A mere day after the initial reports Lopez issued an apology over the “erroneous information” given to the press: “There was a misunderstanding, I apologize."

Guzman, 58, whose nickname “Chapo” (slang for “Shorty”) refers to his short and stocky composure, is the Western Hemisphere’s most wanted drug lord. He leads the Sinaloa cartel, the oldest and most powerful Mexican drug trafficking group held responsible for nearly half of the cocaine trade to the United States and more than 10,000 deaths in the Mexican drug war. US authorities offer a $5 million reward for any information leading to his capture.
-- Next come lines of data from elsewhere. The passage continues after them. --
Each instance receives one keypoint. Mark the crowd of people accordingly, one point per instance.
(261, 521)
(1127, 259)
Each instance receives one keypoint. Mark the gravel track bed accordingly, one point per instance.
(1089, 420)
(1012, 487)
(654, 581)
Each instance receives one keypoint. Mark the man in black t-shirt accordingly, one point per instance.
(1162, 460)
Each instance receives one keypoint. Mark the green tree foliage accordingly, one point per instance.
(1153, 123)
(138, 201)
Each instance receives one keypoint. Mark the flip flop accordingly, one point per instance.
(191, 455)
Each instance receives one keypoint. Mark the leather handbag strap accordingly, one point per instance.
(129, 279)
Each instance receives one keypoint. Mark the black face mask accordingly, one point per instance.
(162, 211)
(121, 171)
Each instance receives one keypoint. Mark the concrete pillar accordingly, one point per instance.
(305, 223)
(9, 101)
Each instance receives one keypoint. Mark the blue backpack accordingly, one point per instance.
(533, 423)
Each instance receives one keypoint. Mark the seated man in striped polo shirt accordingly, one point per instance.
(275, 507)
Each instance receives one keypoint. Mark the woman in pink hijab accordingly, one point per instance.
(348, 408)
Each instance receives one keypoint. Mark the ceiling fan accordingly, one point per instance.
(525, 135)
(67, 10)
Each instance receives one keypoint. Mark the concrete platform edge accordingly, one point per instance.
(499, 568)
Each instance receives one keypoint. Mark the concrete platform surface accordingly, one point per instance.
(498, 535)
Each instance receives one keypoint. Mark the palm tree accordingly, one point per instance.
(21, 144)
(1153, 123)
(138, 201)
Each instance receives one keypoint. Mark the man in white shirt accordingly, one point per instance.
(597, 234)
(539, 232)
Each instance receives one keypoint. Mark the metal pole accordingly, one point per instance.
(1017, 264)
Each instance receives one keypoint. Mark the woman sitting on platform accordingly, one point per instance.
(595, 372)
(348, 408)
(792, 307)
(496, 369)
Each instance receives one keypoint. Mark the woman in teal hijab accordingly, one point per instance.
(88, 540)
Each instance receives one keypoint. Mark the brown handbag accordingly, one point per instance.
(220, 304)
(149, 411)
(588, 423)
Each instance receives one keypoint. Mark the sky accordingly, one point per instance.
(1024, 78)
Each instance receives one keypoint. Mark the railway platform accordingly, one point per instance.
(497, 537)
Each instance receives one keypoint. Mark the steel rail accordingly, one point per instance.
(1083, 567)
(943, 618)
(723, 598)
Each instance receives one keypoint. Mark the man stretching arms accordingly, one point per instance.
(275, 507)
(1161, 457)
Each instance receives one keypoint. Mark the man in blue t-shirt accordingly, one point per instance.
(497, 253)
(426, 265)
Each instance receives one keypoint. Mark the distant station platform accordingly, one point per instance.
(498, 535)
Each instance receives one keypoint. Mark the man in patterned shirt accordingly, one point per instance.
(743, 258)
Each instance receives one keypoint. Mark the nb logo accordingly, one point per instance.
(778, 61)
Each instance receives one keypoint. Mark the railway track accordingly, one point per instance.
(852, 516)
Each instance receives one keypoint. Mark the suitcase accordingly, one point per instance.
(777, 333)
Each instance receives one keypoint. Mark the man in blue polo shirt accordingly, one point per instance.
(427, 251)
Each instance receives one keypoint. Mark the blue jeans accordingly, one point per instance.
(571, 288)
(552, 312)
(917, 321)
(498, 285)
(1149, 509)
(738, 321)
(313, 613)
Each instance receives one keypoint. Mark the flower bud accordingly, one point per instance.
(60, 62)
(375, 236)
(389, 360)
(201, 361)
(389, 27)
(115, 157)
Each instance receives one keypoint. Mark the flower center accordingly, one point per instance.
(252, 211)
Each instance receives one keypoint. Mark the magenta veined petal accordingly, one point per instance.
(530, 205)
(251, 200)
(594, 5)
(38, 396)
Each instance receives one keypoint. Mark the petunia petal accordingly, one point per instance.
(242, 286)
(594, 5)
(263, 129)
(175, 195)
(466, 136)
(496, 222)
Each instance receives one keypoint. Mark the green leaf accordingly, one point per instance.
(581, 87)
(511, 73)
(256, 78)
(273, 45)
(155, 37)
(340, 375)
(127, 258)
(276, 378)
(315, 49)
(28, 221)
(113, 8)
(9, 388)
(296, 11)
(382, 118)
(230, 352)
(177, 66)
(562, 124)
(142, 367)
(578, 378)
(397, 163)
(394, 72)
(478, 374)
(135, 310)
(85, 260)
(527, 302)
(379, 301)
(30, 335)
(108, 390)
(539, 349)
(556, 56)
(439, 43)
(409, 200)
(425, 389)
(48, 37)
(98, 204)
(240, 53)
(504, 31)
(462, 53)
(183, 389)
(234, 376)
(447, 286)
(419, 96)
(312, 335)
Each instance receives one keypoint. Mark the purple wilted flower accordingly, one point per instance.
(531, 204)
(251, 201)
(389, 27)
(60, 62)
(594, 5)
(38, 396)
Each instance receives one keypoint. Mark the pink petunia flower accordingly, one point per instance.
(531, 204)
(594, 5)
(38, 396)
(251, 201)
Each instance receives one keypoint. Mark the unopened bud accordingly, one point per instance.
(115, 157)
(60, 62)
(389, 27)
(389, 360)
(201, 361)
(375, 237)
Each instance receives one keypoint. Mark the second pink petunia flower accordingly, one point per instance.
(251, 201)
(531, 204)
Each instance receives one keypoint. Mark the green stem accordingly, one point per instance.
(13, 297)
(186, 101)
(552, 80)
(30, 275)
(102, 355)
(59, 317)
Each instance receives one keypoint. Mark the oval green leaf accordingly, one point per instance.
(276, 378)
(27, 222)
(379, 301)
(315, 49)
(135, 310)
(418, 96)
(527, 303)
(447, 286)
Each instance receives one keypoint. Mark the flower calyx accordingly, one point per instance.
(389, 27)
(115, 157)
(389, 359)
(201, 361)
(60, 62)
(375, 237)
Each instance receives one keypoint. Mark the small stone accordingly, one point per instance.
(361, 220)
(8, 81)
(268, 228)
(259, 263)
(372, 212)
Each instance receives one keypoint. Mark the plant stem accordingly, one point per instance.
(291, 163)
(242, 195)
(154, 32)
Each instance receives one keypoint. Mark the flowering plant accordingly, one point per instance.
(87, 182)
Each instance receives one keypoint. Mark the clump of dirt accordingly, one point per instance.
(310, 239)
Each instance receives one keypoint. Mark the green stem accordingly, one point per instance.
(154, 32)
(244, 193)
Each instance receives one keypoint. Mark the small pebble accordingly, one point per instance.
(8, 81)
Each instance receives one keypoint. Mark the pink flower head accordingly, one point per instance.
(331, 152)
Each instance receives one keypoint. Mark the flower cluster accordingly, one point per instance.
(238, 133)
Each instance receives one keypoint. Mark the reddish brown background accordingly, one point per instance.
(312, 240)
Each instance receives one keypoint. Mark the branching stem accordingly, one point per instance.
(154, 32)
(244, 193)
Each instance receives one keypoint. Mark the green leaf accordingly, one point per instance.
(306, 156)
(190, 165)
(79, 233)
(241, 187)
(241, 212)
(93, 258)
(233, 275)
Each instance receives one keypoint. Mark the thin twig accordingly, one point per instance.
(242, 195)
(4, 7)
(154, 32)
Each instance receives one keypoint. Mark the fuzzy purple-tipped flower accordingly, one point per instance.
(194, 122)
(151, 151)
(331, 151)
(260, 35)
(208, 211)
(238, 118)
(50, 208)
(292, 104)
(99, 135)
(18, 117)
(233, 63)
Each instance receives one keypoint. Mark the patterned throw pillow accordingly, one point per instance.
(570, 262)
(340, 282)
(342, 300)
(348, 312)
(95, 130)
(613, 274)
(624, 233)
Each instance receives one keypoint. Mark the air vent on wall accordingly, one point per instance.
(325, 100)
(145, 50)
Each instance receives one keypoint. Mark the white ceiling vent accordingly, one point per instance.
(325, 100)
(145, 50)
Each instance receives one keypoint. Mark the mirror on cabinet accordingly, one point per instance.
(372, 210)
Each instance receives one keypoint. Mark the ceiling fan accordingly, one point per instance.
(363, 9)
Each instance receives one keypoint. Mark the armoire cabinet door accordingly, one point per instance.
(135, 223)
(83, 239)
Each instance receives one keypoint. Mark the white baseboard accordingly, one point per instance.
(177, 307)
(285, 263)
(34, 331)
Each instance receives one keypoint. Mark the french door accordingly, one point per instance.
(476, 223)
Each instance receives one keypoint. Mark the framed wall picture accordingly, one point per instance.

Earlier this month, the city of Chicago named him “Public Enemy No. 1,” the first to receive that title since mafia boss Al Capone in the 1930s.

Despite last week’s confusion, reports of Guzman’s presence in Guatemala have been going around for some time. A recently leaked email from Texas-based global intelligence firm Stratfor stated: “We believe el Chapo is currently hiding out in Peten, Guatemala, near the Mexican border.”

Moreoever, Guzman was arrested in the Central American country in 1993 and sentenced to 20 years in Mexico’s maximum security Puente Grante prison in Guadalajara, from which he escaped in a laundry cart in 2001.

Since then, he has become somewhat of a cult figure in Mexico. Singers of “narcocorridos,” ballads about the drug trade, dedicate a growing body of songs to him, and every so often unconfirmed sightings and near-captures of the drug lord are reported.

Some observers accuse both Mexican and US authorities of not prioritizing the fight against the Sinaloa cartel as much as that against other crime groups and suggest they are not searching for Guzman in earnest.

“The idea that he is the world’s most wanted drug lord amuses me,” says Javier Valdez, a crime reporter from Guzman’s home state of Sinaloa. “I ask myself: who’s looking for him, then? He keeps doing business and his influence is actually growing.”